In 1891, the bank moved to new premises at the current site which, due to the proximity of the police headquarters in Bluff Road (now Jalan Bukit Aman), was considered more secure. The new premises, consisting of a single storey, soon proved inadequate due to the bank's rapid expansion of its business, and a new three-storey building was commissioned to replace it which was opened in December 1909.

In 1926, when the Klang and Gomback rivers burst their banks due to heavy rain, the bank was flooded and millions of dollars of bank notes and bank documents were laid outside on the ground to dry.

During the 1960s, the building served temporarily as the National History Museum while the construction of Malaysia's new National Museum was taking place. Other tenants have included the District and Land Office, and the Department of Islamic Affairs of the Federal Territories, and from 2015 to 2017 it was home to the Music Museum.

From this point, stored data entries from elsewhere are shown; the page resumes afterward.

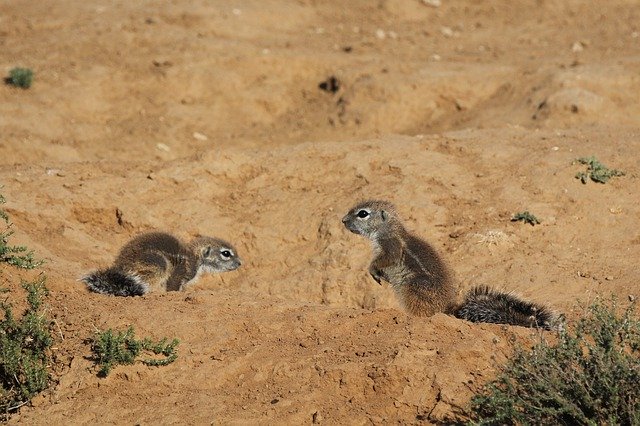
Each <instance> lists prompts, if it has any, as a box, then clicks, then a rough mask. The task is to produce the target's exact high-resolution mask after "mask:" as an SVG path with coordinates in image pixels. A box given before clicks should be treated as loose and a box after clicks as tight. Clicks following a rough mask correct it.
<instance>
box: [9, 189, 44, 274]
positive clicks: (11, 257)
mask: <svg viewBox="0 0 640 426" xmlns="http://www.w3.org/2000/svg"><path fill="white" fill-rule="evenodd" d="M4 203H6V200H5V199H4V197H3V196H2V195H0V205H1V204H4ZM0 219H2V220H3V221H4V230H3V231H0V262H6V263H8V264H10V265H13V266H16V267H18V268H23V269H34V268H37V267H38V266H40V265H42V263H43V261H42V260H35V259H34V258H33V251H30V250H28V249H27V248H26V247H24V246H12V245H9V237H10V236H11V235H13V231H12V230H11V226H12V224H11V222H9V216H8V215H7V213H6V212H5V211H4V210H1V209H0ZM21 253H22V254H21Z"/></svg>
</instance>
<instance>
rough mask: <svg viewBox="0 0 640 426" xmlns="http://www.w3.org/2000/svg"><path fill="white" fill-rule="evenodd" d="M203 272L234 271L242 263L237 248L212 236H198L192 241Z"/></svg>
mask: <svg viewBox="0 0 640 426" xmlns="http://www.w3.org/2000/svg"><path fill="white" fill-rule="evenodd" d="M191 247H192V249H193V251H194V253H195V254H196V256H197V257H198V268H199V269H201V270H202V272H210V273H218V272H226V271H233V270H235V269H238V268H239V267H240V265H242V261H241V260H240V258H239V257H238V255H237V252H236V249H235V248H234V247H233V246H232V245H231V244H229V243H228V242H226V241H224V240H221V239H218V238H211V237H198V238H196V239H194V240H193V241H192V242H191Z"/></svg>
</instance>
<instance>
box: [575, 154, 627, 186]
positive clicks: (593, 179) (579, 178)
mask: <svg viewBox="0 0 640 426" xmlns="http://www.w3.org/2000/svg"><path fill="white" fill-rule="evenodd" d="M576 162H578V163H580V164H585V165H586V166H587V171H586V172H579V173H577V174H576V179H580V181H581V182H582V183H584V184H586V183H587V181H588V180H589V179H591V180H592V181H594V182H598V183H607V181H609V179H611V178H612V177H616V176H624V172H622V171H620V170H615V169H609V168H607V166H605V165H604V164H602V163H601V162H600V161H598V159H597V158H596V157H593V156H591V157H582V158H578V159H577V160H576Z"/></svg>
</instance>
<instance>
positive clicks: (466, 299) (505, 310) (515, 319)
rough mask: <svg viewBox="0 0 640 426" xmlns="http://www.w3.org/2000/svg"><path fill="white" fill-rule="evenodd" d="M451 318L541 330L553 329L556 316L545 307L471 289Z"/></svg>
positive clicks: (512, 295) (498, 292) (501, 293)
mask: <svg viewBox="0 0 640 426" xmlns="http://www.w3.org/2000/svg"><path fill="white" fill-rule="evenodd" d="M454 315H455V316H456V317H457V318H460V319H465V320H467V321H471V322H486V323H493V324H509V325H518V326H521V327H532V328H542V329H545V330H552V329H554V328H556V327H557V318H556V315H555V314H554V313H553V312H551V311H550V310H549V309H548V308H546V307H545V306H542V305H538V304H536V303H532V302H528V301H525V300H522V299H519V298H517V297H515V296H513V295H511V294H508V293H503V292H500V291H497V290H493V289H491V288H489V287H486V286H481V287H476V288H474V289H473V290H471V291H470V292H469V293H468V294H467V296H466V298H465V300H464V302H462V304H461V305H460V306H459V307H458V308H457V309H456V311H455V312H454Z"/></svg>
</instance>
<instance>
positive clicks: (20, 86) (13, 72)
mask: <svg viewBox="0 0 640 426" xmlns="http://www.w3.org/2000/svg"><path fill="white" fill-rule="evenodd" d="M5 82H6V83H7V84H10V85H12V86H16V87H21V88H23V89H28V88H29V87H31V83H32V82H33V71H31V69H29V68H20V67H16V68H13V69H11V71H9V77H7V78H6V79H5Z"/></svg>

Currently vacant, concern has been raised regarding its dilapidating condition, while the Selangor Government has stated that it intends to convert the building into a tourist information centre.

The building has been gazetted as a National Heritage Building under the Antiquities Act.

== Description ==
The building's design, which incorporates elements of  the Indo-Saracenic style, features horseshoe shaped arches around the porch and the windows on the ground floor, while windows on the upper floors feature scalloped edges. Four domes made of hardwood, are positioned at each corner of the roof.